# Spire's log



## spire (Jun 2, 2003)

First workout : May 30th (I couldn't wait)

Leg Curl : (I completely forgot until I got home that it was supposed to be 1 + 1/4 curls, silly silly me) 

(8x60)x2
(7x70)x2

Squats : 

155lbs

18
14
12
11
12
11
11
12
-----
101

I have not done squats for long so I used the safety squat aparatus (with that bar around the neck so you can use the hands for balance, I'll do a test set with a normal bar next workout). I assume the safety squat bar weighs 65lbs

Good Mornings :

I have never done these before so I took them really easy

20lbs

20
20
20
20
20
----
100

Seated Calf Raises :

My gym, annoyingly, does not have seated calf raises so I used the machine that puts the weight on top of the hips and you bend at a 90 degree angle. The weights increase as I gradually figured out how to use the machine effectivly.

15x60
12x60
18x60
17x75
15x90
16x90


----------



## spire (Jun 2, 2003)

Its Saturday morning and my legs are pretty sore from yesterday and I even though I was going easy. I guess that means that this is really working!


Sunday afternoon. My quads have been sore for about 2 and a half days now, I don't think I have ever been sore like this before. As sadistic as it sounds, I am looking forward to the next one!


----------



## katie64 (Jun 2, 2003)

Good Luck Spire..... Looking forward to the pain, I start Thursday


----------



## dvlmn666 (Jun 4, 2003)

> _*Originally posted by spire *_
> My gym, annoyingly, does not have seated calf raises so I used the machine that puts the weight on top of the hips and you bend at a 90 degree angle. The weights increase as I gradually figured out how to use the machine effectivly.



Sounds like donkey raises to me.  Glad to see your enjoying the routine. Good luck.


----------



## spire (Jun 4, 2003)

*Re: Re: Spire's log*



> _*Originally posted by dvlmn666 *_
> Sounds like donkey raises to me.  Glad to see your enjoying the routine. Good luck.



Thanks! From what I have done so far, this really does seem to be a good cycling workout.


----------



## spire (Jun 4, 2003)

Workout #2 : performed June 4th.

1 1/4 calf raises : 

8x60, 7x70, 8x70, 6x80

Geez, do these really seem to hit the hamstrings, the extra 1/4 seem to sustain the contraction atleast an extra 2 or 3 seconds

squats : I was trying the staight bar (as oppsed to the safety bar) and I found that this actually put more strain on my shoulders than the legs and that wound up being more of a limiting factor. I am really not well developped in the upper body compared to the lower, as rare as that is.
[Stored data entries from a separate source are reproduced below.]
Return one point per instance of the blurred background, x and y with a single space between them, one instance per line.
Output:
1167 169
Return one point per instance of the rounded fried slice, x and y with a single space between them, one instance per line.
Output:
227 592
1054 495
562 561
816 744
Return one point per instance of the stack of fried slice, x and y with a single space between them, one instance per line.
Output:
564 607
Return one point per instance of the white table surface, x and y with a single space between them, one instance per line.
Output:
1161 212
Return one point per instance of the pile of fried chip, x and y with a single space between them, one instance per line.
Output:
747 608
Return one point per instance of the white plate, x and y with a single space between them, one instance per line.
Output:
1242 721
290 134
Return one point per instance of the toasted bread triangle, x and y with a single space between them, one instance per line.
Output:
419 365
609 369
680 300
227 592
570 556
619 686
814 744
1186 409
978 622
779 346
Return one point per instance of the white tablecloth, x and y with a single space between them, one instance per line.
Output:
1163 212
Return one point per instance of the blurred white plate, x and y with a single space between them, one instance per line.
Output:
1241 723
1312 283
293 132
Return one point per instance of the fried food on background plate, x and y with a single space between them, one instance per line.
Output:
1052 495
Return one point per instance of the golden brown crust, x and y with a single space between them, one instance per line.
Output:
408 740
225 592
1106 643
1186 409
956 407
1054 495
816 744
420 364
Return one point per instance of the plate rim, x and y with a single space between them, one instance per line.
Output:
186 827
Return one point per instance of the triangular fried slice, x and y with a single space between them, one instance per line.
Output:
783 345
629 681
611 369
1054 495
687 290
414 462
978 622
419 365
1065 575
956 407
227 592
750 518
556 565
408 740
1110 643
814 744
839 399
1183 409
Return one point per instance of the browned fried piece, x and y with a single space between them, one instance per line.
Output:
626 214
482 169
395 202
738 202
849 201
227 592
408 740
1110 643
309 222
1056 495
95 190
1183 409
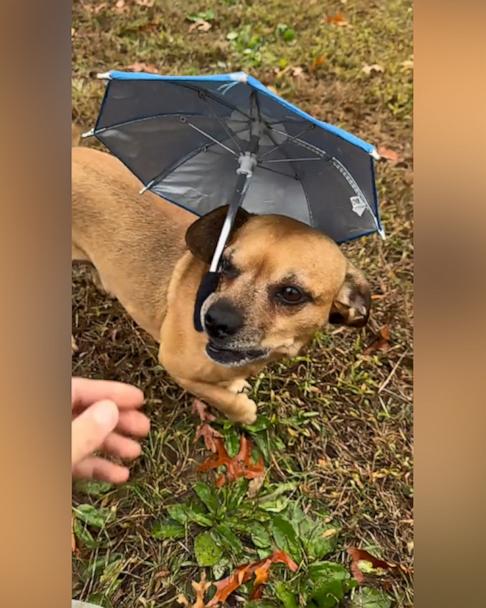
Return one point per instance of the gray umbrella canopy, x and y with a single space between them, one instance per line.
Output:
204 141
183 137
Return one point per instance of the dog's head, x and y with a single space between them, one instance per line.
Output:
281 281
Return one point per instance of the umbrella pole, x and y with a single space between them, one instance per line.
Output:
247 162
210 280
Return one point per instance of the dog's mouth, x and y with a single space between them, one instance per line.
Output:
232 357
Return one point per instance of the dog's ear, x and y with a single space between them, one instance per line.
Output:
202 236
352 304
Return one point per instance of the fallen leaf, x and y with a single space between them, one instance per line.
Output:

So I think I will move back for next week.

135lbs : 15, 12, 10, 10, 7, 7, 8, 10, 11, 9, 5 : 102

good mornings : still new at this so took it easy

(25x25)x4

Calf raises : still getting used to this new machine.

17x60, 18x80, 18x100, 16x120, 15x120, 15x120


----------



## spire (Jun 4, 2003)

I will include cardio in here to.

The day after was not sore at all, I attribute that to the fact that I couldn't stress the legs because of the straight squat bar, I am defnitly switching back. 

Cardio : (June 4th) 2h45 on the bike (I doubt I would have been able to do this had I actually been able to stress the legs.


----------



## spire (Jun 11, 2003)

Workout #3 :

leg curls :  7x70, 8x70, 7x80, 5x90

Squats : 155lbs : 15, 13, 11, 10, 13, 10, 10, 8 = 101

Good Mornings 25lbs : 20, 20, 30, 30 = 100

Donkey Calf Raise : 20x100, 16x120, 15x120, 16x120, 15x120, 15x120.

Comments : Geez, have I never worked that hard on squats before. I don't think I have ever sweat that much before. All you people doing 4 sets should up the weight and start doing 6 to 8 sets. Now I know why Dr. Pain loves it so much!


----------



## spire (Jun 11, 2003)

Oh yeah, I forget to mention I moved back to saftey squat bar, definitly better leg workout due to my puny upper body.


----------